Diketahui, seluruh dunia kini berkomitmen untuk menurunkan tingkat emisi karbon dalam perhatiannya terhadap perubahan iklim. Termasuk Indonesia yang telah menetapkan Nationally Determined Contribution (NDC) dalam menurunkan emisi karbon 29 persen dengan kemampuan sendiri atau 41 persen dengan bantuan internasional di 2030.
“Biayanya mengejutkan, itu mencapai USD 243, hanya untuk (pengurangan emisi di sektor tenaga) listrik, kalau diterjemahkan Rp 3.500 triliun,” katanya dalam Sustainable Finance: Instruments and Management in Achieving Sustainable Development of Indonesia, di Hotel Sofitel, Nusa Dua, Bali, Rabu (13/7/2022).

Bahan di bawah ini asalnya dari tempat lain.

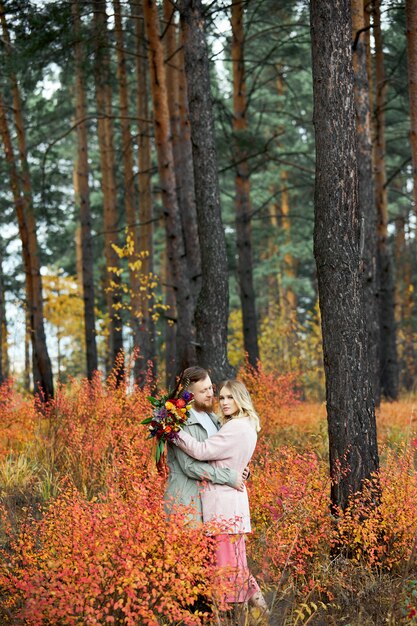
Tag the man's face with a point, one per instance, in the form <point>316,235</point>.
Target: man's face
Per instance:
<point>203,394</point>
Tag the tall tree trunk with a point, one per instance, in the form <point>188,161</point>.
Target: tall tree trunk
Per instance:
<point>289,299</point>
<point>185,334</point>
<point>404,304</point>
<point>242,188</point>
<point>213,303</point>
<point>108,180</point>
<point>388,347</point>
<point>350,407</point>
<point>180,128</point>
<point>367,208</point>
<point>147,356</point>
<point>3,328</point>
<point>411,25</point>
<point>82,197</point>
<point>22,194</point>
<point>129,192</point>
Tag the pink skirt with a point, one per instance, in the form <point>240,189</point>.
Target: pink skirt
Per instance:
<point>237,583</point>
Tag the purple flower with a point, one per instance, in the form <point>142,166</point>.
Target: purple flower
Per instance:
<point>160,414</point>
<point>187,396</point>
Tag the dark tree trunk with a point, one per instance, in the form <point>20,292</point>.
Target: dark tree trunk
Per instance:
<point>350,407</point>
<point>213,303</point>
<point>411,25</point>
<point>147,356</point>
<point>367,209</point>
<point>185,333</point>
<point>242,188</point>
<point>103,94</point>
<point>388,338</point>
<point>82,194</point>
<point>180,128</point>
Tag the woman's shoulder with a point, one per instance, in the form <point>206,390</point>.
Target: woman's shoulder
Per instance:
<point>239,423</point>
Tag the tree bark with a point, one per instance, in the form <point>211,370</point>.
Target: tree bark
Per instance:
<point>213,303</point>
<point>404,304</point>
<point>108,181</point>
<point>367,208</point>
<point>350,408</point>
<point>243,205</point>
<point>82,197</point>
<point>4,369</point>
<point>289,298</point>
<point>185,333</point>
<point>147,355</point>
<point>411,26</point>
<point>388,347</point>
<point>133,259</point>
<point>183,158</point>
<point>22,195</point>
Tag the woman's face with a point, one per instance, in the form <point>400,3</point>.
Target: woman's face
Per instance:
<point>227,403</point>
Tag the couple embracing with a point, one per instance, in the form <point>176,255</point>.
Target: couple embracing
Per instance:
<point>207,472</point>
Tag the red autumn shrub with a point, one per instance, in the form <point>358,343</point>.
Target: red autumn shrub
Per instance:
<point>379,526</point>
<point>18,419</point>
<point>117,561</point>
<point>289,498</point>
<point>271,394</point>
<point>91,426</point>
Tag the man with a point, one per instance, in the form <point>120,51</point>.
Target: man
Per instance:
<point>186,474</point>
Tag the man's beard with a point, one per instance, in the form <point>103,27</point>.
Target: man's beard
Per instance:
<point>206,406</point>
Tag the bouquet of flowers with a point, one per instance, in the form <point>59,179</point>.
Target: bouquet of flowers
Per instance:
<point>170,412</point>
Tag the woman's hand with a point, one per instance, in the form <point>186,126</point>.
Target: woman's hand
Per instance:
<point>240,482</point>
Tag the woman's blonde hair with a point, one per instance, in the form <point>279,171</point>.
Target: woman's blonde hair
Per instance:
<point>243,402</point>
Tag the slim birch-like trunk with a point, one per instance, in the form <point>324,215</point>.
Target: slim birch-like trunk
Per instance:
<point>82,196</point>
<point>108,181</point>
<point>243,206</point>
<point>185,333</point>
<point>21,187</point>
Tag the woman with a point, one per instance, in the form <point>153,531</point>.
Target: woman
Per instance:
<point>222,505</point>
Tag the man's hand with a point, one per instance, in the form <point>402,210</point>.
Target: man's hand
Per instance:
<point>240,483</point>
<point>246,473</point>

“Sementara APBN kita sekitar Rp 3.000 triliun,” tambahnya.
Menurutnya, biaya ini diperlukan untuk menurunkan emisi sebesar 29 persen setara 314 juta ton CO2, atau 41 persen yang setara 446 juta ton CO2. Untuk itu ia berharap ada peran selain ditanggung oleh anggaran negara.
“Tapi itu tidak berarti hanya datang dari uang yang didapatkan oleh pemerintah, pemerintah telah memainkan peran yang sangat penting,” katanya.
“Peran swasta sangat penting, peran keuangan (dari) internasional sangat-sangat penting. Dan itulah mengapa pertanyaan tentang bagaimana Anda dapat membuat kebijakan untuk memungkinkan dan menarik pembiayaan yang tidak hanya berasal dari pemerintah untuk dapat membiayai pengurangan CO2 dalam konteks global,” terang Sri Mulyani.
Advertisement
Kurangi Emisi
Menteri Keuangan Sri Mulyani Indrawati mengungkap tantangan yang dihadapi Indonesia dalam transisi energi hijau. Yakni dalam upaya menurun CO2 dalam peningkatan konsumsi listrik yang akan terus meningkat.
Ini berdasar pada masih sangat besarnya produksi listrik dalam negeri yang bertumpu pada energi penghasil emisi karbon (CO2). Di sisi lain, pertumbuhan ekonomi dalam negeri turut mendorong peningkatan konsumsi listrik masyarakat.
"Bagaimana Indonesia bisa memenuhi kebutuhan listrik yang terus meningkat sekaligus mengurangi CO2 itulah tantangannya," kata dia dalam Sustainable Finance: Instruments and Management in Achieving Sustainable Development of Indonesia, di Hotel Sofitel, Nusa Dua, Bali, Rabu (13/7/2022).
Ia mengisahkan pendapatan per kapita Indonesia saat ini mencapai USD 4.530 dan akan terus meningkat sekitar 5 persen tiap tahun. Artinya, setiap penduduk nantinya akan mengalami peningkatan konsumsi listrik.
"Orang yang dulunya hanya memiliki satu rumah kecil tanpa AC sekarang memiliki AC, orang tadinya tidak memiliki kulkas sekarang memiliki kulkas," terangnya.
Kendati demikian, ia menegaskan posisinya yang akan terus berupaya untuk menekan tingkat emisi karbon yang dihasilkan. Utamanya dari sektor pembangkit listrik yang cukup besar menggunakan energi fosil.